2. Does that subset include anything mapping to the PUA?
3. Do Hong Kong or Taiwan sites depend on charCodeAt returning values in
the PUA?
4. Would hacks be needed on the font-loading side if browsers started
using a more correct mapping?
--
Philip Jägenstedt
Core Developer
Opera Software
I believe they are not, but given that a) Windows treats them identical
and b) reportedly has no different default setup for Hong Kong and Taiwan
users (and no longer offers a HKSCS download), they can probably be
considered the same.
For more details on Windows and Internet Explorer, see:
http://lists.w3.org/Archives/Public/www-archive/2012Mar/thread.html#msg46
> To make this more concrete, here are a few fairly common characters that
> I think are in big5-hkscs but not in big5, their unicode point and byte
> representation in big5-hkscs when converted using Python:
>
> 啫 U+556B '\x94\xdc'
> 嗰 U+55F0 '\x9d\xf5'
> 嘅 U+5605 '\x9d\xef'
>
> I'm not sure how to use big5.json, so perhaps you can tell me what these
> map to in various browsers? If they're all the same, examples of byte
> sequences that don't would be interesting.
big5.json is the result of outputting all possible lead/trail byte
combinations and then running charCodeAt over the resulting string, while
accounting for surrogates and working around a minor problem in Opera.
Running the following (Python):
import json
data = json.loads(open("big5.json", "r").read())
lead = 0x9D
trail = 0xF5
row = 0xFE-0xA1 + 0x7E-0x40 + 2
cell = (trail-0xA1 + 0x7E-0x40 +1) if trail > 0x7E else trail - 0x40
index = (lead-0x81) * row + cell
for x in data:
print x, hex(data[x][index])
I get
opera-hk 0x55f0
firefox 0x9c1f
chrome 0xecd7
firefox-hk 0x55f0
opera 0xfffd
chrome-hk 0x55f0
internetexplorer 0xecd7
indicating browsers agree for big5-hkscs and not at all for big5. Similar
results for your other examples.
> It seems fairly obvious that the most sane solution would be to just use
> a more correct mapping that doesn't involve the PUA, but:
>
> 1. What is the compatible subset of all browsers?

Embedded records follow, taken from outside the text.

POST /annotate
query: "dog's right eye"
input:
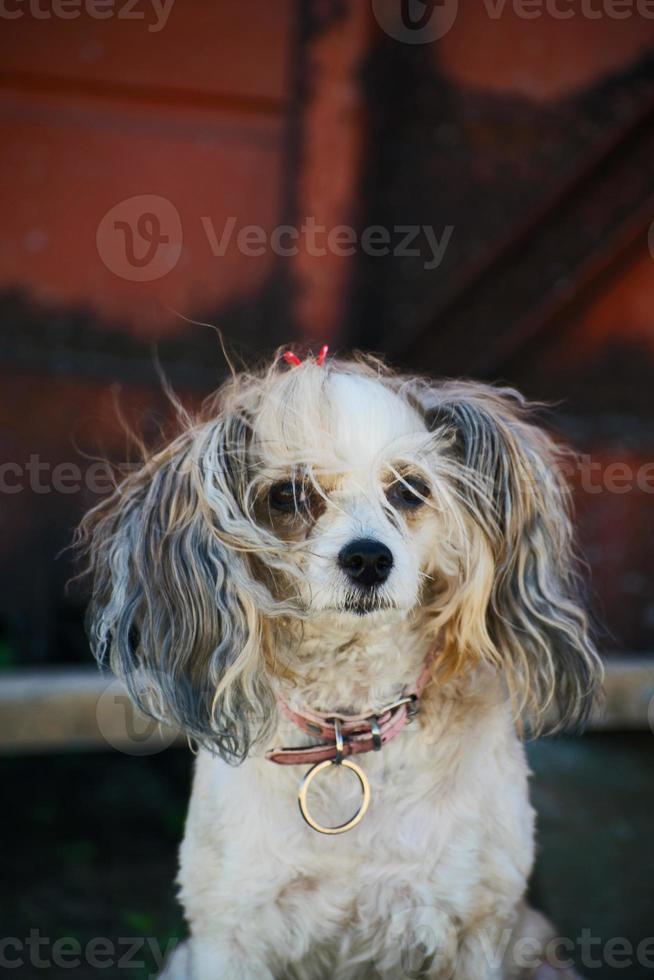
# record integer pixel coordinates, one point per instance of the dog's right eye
(285, 497)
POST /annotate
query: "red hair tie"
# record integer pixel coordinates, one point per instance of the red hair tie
(295, 361)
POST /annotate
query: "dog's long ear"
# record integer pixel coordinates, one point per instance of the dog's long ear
(525, 594)
(173, 607)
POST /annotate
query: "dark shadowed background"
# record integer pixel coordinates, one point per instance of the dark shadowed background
(465, 188)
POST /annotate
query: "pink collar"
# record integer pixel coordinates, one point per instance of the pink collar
(360, 733)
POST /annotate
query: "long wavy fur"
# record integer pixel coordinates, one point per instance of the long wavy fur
(190, 590)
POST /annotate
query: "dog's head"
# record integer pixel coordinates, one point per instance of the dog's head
(347, 493)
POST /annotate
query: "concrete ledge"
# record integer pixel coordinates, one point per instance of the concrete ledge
(82, 708)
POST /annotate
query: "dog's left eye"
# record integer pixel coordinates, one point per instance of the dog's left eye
(286, 497)
(409, 493)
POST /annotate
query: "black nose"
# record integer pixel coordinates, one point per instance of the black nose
(366, 562)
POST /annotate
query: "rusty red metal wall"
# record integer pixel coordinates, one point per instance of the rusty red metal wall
(124, 139)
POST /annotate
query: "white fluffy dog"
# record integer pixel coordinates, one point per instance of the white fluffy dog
(356, 583)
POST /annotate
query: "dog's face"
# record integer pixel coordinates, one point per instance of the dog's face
(345, 482)
(347, 492)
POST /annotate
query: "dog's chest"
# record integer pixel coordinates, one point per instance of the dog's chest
(429, 844)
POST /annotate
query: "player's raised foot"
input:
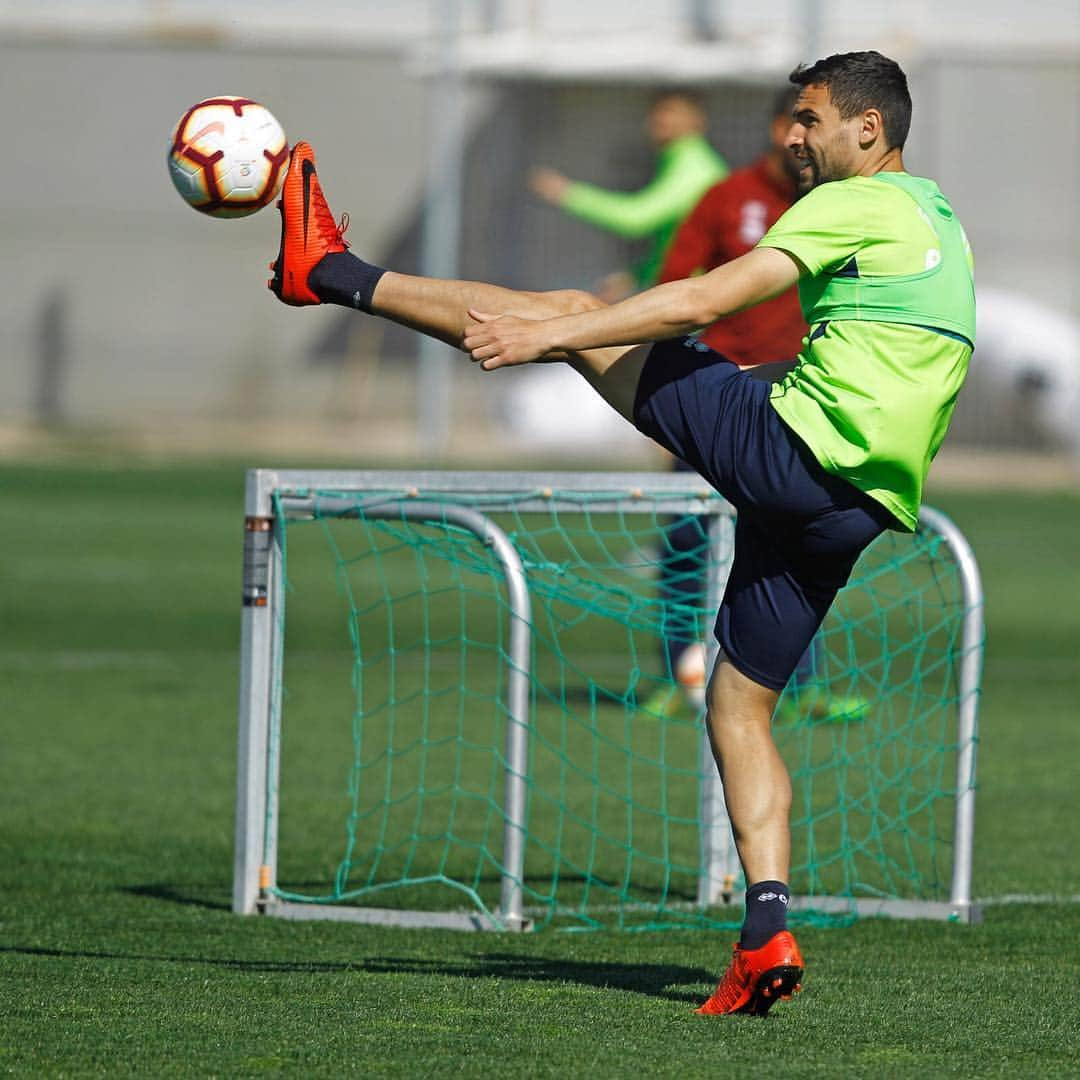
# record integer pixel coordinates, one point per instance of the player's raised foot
(757, 979)
(308, 230)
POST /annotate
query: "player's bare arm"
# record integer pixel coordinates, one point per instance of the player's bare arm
(665, 311)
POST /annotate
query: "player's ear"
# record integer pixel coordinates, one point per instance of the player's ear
(872, 127)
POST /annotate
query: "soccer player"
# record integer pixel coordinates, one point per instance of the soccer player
(817, 466)
(728, 221)
(686, 166)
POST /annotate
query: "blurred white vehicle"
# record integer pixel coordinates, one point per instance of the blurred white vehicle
(1025, 347)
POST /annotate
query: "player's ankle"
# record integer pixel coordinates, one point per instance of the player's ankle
(341, 278)
(766, 913)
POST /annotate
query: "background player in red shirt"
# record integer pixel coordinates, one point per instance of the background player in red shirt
(730, 218)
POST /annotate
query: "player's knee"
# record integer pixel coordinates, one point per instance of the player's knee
(737, 702)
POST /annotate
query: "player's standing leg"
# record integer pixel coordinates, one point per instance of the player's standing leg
(767, 964)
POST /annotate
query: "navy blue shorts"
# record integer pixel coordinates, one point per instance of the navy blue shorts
(799, 529)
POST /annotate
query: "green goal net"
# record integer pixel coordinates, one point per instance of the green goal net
(458, 709)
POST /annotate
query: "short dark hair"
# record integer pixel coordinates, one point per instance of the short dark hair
(859, 81)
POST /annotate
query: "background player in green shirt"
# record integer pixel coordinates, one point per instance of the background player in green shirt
(817, 467)
(687, 165)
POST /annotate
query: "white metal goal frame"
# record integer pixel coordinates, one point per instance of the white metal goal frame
(429, 496)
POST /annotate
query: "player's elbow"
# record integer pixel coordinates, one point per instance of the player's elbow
(698, 306)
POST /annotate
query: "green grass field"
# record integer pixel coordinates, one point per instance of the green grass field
(119, 953)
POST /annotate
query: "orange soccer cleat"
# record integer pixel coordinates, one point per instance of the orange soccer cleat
(308, 230)
(757, 977)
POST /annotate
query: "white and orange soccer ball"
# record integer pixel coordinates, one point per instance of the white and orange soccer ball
(227, 157)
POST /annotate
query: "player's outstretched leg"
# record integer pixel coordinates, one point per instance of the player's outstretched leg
(314, 267)
(756, 979)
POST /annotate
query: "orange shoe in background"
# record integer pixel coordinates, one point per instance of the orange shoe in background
(308, 230)
(758, 977)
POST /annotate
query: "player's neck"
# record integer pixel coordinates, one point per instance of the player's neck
(891, 161)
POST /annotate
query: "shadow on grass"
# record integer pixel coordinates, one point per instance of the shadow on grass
(650, 980)
(174, 895)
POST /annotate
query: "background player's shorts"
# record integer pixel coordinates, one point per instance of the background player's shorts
(799, 529)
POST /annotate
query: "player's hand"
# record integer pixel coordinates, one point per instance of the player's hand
(504, 340)
(549, 185)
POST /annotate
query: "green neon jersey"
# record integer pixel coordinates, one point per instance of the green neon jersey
(889, 298)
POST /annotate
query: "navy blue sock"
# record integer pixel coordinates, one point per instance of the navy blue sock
(766, 913)
(341, 278)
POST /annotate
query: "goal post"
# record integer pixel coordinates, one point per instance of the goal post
(466, 719)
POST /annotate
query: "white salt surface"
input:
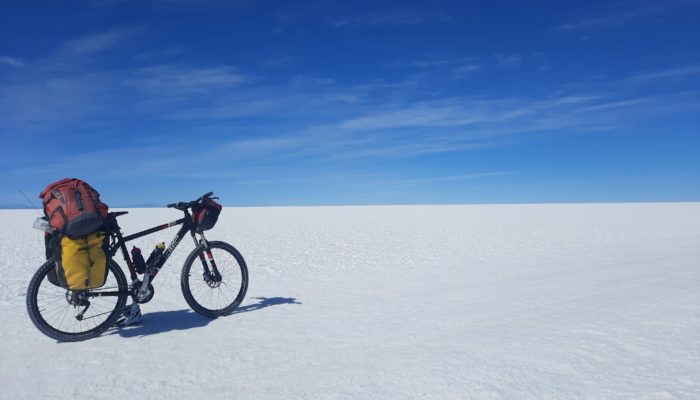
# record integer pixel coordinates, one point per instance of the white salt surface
(437, 302)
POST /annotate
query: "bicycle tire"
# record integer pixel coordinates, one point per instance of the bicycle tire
(194, 285)
(55, 332)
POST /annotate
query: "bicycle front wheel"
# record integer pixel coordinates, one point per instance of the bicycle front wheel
(214, 292)
(71, 316)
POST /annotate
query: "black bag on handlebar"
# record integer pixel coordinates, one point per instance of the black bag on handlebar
(206, 215)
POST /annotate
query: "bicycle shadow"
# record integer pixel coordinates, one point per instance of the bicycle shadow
(266, 302)
(165, 321)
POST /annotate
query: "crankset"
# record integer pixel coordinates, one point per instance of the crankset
(135, 293)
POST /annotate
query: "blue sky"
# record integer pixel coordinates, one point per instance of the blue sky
(329, 102)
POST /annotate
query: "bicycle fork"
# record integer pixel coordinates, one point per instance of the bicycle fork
(211, 275)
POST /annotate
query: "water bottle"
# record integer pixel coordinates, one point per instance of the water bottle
(139, 262)
(156, 259)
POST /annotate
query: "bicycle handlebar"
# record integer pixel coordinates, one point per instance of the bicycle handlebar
(187, 204)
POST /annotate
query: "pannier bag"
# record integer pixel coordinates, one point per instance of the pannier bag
(206, 217)
(73, 207)
(81, 262)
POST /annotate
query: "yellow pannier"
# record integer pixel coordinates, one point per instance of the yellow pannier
(83, 261)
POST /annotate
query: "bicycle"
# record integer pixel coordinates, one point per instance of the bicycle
(213, 289)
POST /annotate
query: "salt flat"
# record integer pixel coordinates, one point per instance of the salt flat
(579, 301)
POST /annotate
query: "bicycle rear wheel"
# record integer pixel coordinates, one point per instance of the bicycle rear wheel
(214, 296)
(71, 316)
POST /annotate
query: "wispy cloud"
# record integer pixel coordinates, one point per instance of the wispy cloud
(620, 13)
(96, 42)
(182, 78)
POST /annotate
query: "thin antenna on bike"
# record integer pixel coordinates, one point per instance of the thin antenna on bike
(30, 202)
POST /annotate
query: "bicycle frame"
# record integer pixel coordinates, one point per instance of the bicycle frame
(119, 243)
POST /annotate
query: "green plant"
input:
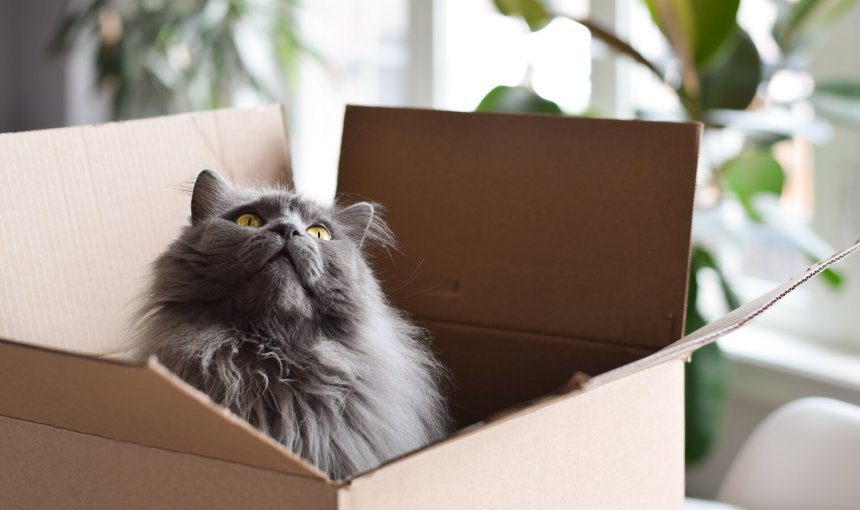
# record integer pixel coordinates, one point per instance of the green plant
(722, 82)
(157, 56)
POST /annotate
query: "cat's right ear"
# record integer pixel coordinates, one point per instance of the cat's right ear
(208, 193)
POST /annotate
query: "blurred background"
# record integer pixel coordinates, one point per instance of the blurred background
(776, 82)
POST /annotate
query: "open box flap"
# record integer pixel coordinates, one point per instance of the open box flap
(87, 209)
(141, 404)
(722, 326)
(568, 226)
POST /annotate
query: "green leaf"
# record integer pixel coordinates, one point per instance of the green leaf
(751, 173)
(519, 99)
(704, 398)
(704, 377)
(701, 27)
(732, 82)
(838, 100)
(532, 12)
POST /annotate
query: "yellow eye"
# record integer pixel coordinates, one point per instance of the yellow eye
(320, 232)
(249, 220)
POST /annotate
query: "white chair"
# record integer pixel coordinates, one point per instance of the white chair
(803, 456)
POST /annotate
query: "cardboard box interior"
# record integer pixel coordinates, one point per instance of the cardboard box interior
(537, 247)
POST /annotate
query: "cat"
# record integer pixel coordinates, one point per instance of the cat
(266, 303)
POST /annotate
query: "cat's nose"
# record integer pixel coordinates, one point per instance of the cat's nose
(286, 230)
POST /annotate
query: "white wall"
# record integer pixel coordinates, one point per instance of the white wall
(32, 80)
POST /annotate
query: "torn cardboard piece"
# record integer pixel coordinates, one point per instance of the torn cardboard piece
(533, 247)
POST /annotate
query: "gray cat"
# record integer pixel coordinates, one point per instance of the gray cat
(266, 303)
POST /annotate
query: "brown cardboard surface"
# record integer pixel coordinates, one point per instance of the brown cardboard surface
(618, 447)
(43, 467)
(141, 404)
(86, 209)
(589, 276)
(493, 370)
(565, 226)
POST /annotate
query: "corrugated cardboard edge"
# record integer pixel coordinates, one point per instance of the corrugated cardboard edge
(50, 467)
(581, 383)
(720, 327)
(280, 459)
(308, 469)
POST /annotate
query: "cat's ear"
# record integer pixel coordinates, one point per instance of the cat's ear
(209, 193)
(358, 219)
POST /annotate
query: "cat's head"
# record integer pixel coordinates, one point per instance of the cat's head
(258, 252)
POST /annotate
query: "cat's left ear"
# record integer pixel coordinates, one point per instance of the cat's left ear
(358, 218)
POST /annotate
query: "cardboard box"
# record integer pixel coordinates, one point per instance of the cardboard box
(537, 249)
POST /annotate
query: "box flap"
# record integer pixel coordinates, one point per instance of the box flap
(560, 225)
(146, 405)
(724, 325)
(87, 209)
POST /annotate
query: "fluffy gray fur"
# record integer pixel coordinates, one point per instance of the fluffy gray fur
(290, 332)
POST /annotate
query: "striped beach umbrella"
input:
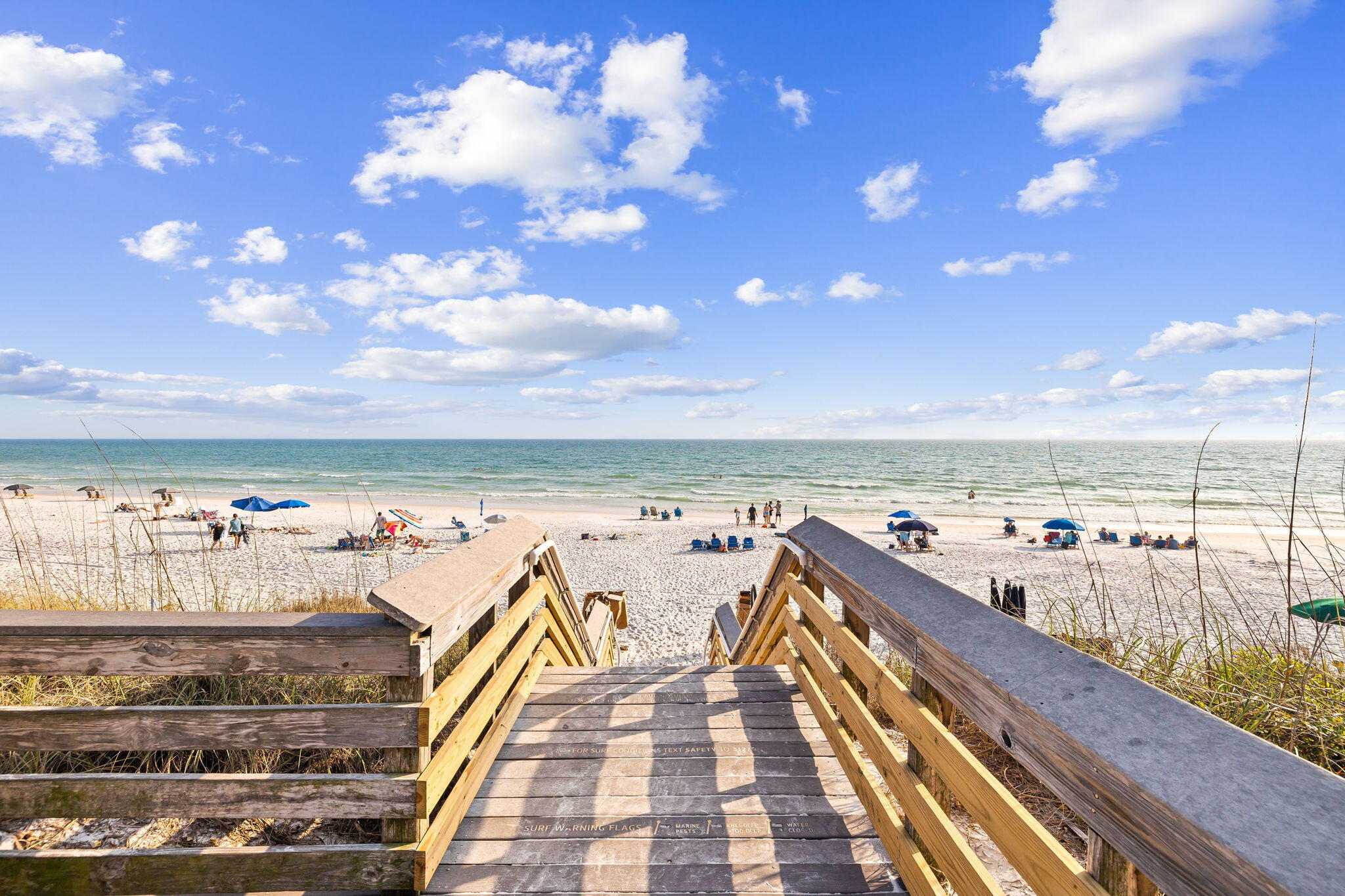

> 2. Does that subset include anything mapping to the PUA?
This depends on whether or not you include big5-hkscs results. Opera never
maps to PUA, but whether that is compatible enough is unclear.
> 3. Do Hong Kong or Taiwan sites depend on charCodeAt returning values in
> the PUA?
>
> 4. Would hacks be needed on the font-loading side if browsers started
> using a more correct mapping?
Don't know.
Mozilla has done a number of interesting things here nobody else does, but
that was all big in '05 or earlier.
https://bugzilla.mozilla.org/show_bug.cgi?id=9686
https://bugzilla.mozilla.org/show_bug.cgi?id=310299
How relevant that is today, given that they are not the market leader
there, is unclear.
Given the information from Microsoft indicated at the start of this email
I sort of think maybe just following Internet Explorer here is the best
way forward, combined with strongly discouraging the usage of big5.
--
Anne van Kesteren
http://annevankesteren.nl/
The range IE and Chrome map to PUA in bytes (lead,trail) is 0x8140 to
0xA0FE and 0xC6A2 to 0xC8FE. The big5-hkscs label in all non-Internet
Explorer browsers differs for these code points (not always all of them).
However, it also differs for the lead byte 0xA3 row. However, that row is
also mapped in an incompatible way among big5 implementations.
Ideally someone does detailed content analysis to figure out what the best
path forward is here, though I'm not entirely sure how.